ADP is the largest private payroll, outsourced HR company and they have been so gracious to tabulate up employment estimates from being in this business.
Their May employment report has some not so great news.
Nonfarm private employment decreased 532,000 from April to May 2009 on a seasonally adjusted basis, according to the ADP National Employment Report®. The estimated change of
employment from March to April was revised by 54,000, from a decline of 491,000 to a decline of 545,000.Monthly employment losses in April and May averaged 539,000. This is a notable improvement over the first three months of the year, when monthly losses averaged 691,000.

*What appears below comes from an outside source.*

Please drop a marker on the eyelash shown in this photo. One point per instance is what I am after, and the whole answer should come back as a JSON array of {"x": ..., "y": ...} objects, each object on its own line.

Nevertheless, despite some recent indications that economic activity is stabilizing, employment, which usually trails overall economic activity, is likely to decline for at least several more months, although perhaps not as rapidly as during the last six months.
What got hammered (relatively speaking here) are service sector jobs in small businesses (less than 500 employees).
Here's one interesting statistic from ADP, Businesses with less than 50 workers have shed 2,125,000 jobs since July 2008.
Since January 2008, the U.S. lost 5.7 million jobs, with the addition of the ADP numbers and my resources correct.
So, this implies that about 37% of all job losses are coming from small business. Small businesses with less than 50 employees represents about 42% of all employment in the United States.
So anyone else believe these numbers imply Mom & Pop operations are being wiped out?
The Federal Reserve testified today that these unemployment numbers will continue for the next few months on top of things.
How green is your valley? Brown dirt as far as the eye can see.
Reality sucks.
The reality is that unemployment situation is not improving. Sorry, "decreasing less" is not improving. And according to EPI - wages are imploding.
This all translates into no economic growth for our consumer driven economy.
RebelCapitalist.com - Financial Information for the Rest of Us.
This - small biz being wiped out - is an interesting angle
because how do you price the millions of individual dreams that are being shattered because of a financial collapse those individuals largely had nothing to do with? How do you price the consequences of the accelerating shift in favor of large corporations these statistics imply?
Small Business
I suspect is like the U.S. middle class....there is just no lobbyists, groups to help them obtain policy in their interests.
Yeah, I thought that was really a bad indicator for it is these small business companies which employ the most people as well as diversify the economy (or should).